Forget highlighting only one singular cause. Forget cancer- all of them, the boobs and the butts. And forget MADD and SADD too. Forget the homeless. Forget the abuse victims, the mentally physically sexually abused victims. No, we need to showcase them all at the same time, equally. Show them united in the single greatest movement of all time.
Like the U.N. World march of victims. All colors and sizes and mental capacities were represented in the victim pool. She told me, “Every victim needs a voice, no matter how quiet others may think they should be… a parade could do it. Maybe like Macy’s Thanksgiving, but with a Saint Patrick’s Day flare.” And she wanted me to bring it to the world in black and white and unfiltered color.
“I mean are you sure about court,” I say.
“Absolutely, there’s nothing to hide,” she tells me.
“I just meant, are you okay with it? Me being there.”
She turns on her heel and points to the center of the back of the bar, to the envelopes standing on edge beside the cash register. If she’s nervous she wears it well. She wears it like a pro. Like a hooker knows how to give a good time, like a junkie knows the right vein and a priest knows which boys are the most vulnerable.
“Those are for the crew,” she says.
I watch her pick up her purse and walk in rhythm to the pounding in my head; around the bar all the way to where I was dying a little on top of a padded bar stool. I smile and she sits down next to me with her hands running slowly up and down my lap.
“I love you,” she tells me.
Three words to make us put imaginary collars and leashes around our necks. It’s the first time I’ve ever heard them, the leash words. They catch me off guard, but sound perfectly natural. I’m wondering if it was said the way a friend tells another friend they’re special to them, or if she was putting on her own collar for me. She leans in and gives me a kiss. It’s not the kind of kiss a friend gives another friend. There’s an intimacy in it that tells me she wants me to believe that I’m perfect for her. Me, the round little white guy with a big blue camera bag. It’s a lie, but I don’t let that ruin the moment.
I can hear the low hum sound of the marchers coming up the street in the distance. Sam hears it too and we break off with a smile. Glancing at the mirror behind the bar I can see them. I point to the reflections.

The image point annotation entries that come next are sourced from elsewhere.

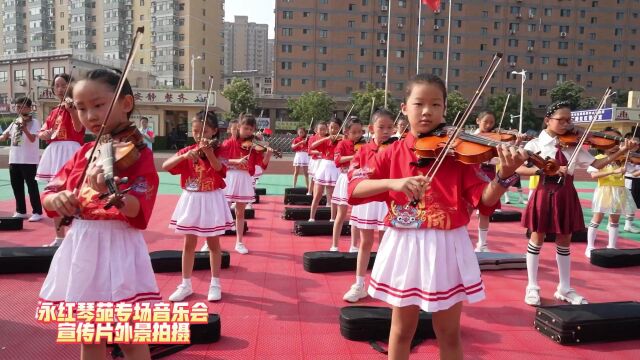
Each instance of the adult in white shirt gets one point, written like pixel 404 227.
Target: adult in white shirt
pixel 24 156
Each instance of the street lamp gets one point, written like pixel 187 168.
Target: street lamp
pixel 523 73
pixel 193 71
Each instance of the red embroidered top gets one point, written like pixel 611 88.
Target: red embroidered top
pixel 303 145
pixel 232 149
pixel 142 177
pixel 444 206
pixel 59 120
pixel 199 175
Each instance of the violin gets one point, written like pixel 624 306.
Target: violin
pixel 473 149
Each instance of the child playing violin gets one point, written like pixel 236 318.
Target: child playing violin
pixel 554 206
pixel 425 260
pixel 202 209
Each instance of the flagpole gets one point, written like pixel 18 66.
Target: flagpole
pixel 386 75
pixel 419 30
pixel 446 72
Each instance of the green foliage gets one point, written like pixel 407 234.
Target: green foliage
pixel 316 105
pixel 240 95
pixel 362 102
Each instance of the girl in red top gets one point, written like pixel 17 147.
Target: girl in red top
pixel 426 259
pixel 301 159
pixel 64 135
pixel 343 155
pixel 241 163
pixel 326 173
pixel 104 257
pixel 202 209
pixel 367 218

“You can’t be here right now,” I say.
She turns to get a look.
And just like that we’re at the door. She’s blowing me a kiss. And walking to the center of the street. And waiting alone for the crowd to swallow her in. She radiates through my lens, the most perfect sight I have ever seen. She shoots me a Cheshire cat grin, the kind that says: Yeah, that’s right. The front lines approach with their banners coming into the shot. She’s alive in her moment and I’m in mine. Then, faster than I can read the first banner, she’s eaten by horde.
Hands raised in waves and the occasional fist, mouths open catching the shout before the sound gets lose. Men, women, kids of all types, an organized blob of chaos. Ribbons pinned to lapels and shirt fronts or worn on sleeves, face paint, buttons, banners, streamers, balloons animals.
The street, barely wide enough, feels like a river getting ready to spill out from its banks, floats lazily along powered by hidden cars. Out of style marching band outfits, fury top hats and colonial British uniforms. Yellow signs, white signs, the occasional lime fucking green sign or black one, with gold glittered glued words and smiley faces and stars. Sad clowns and tasselled cone-hat happy clowns. Rock bands and unicycles. The largest parade of all parades, of the century, or at least until the next big idea. And I’m snapping.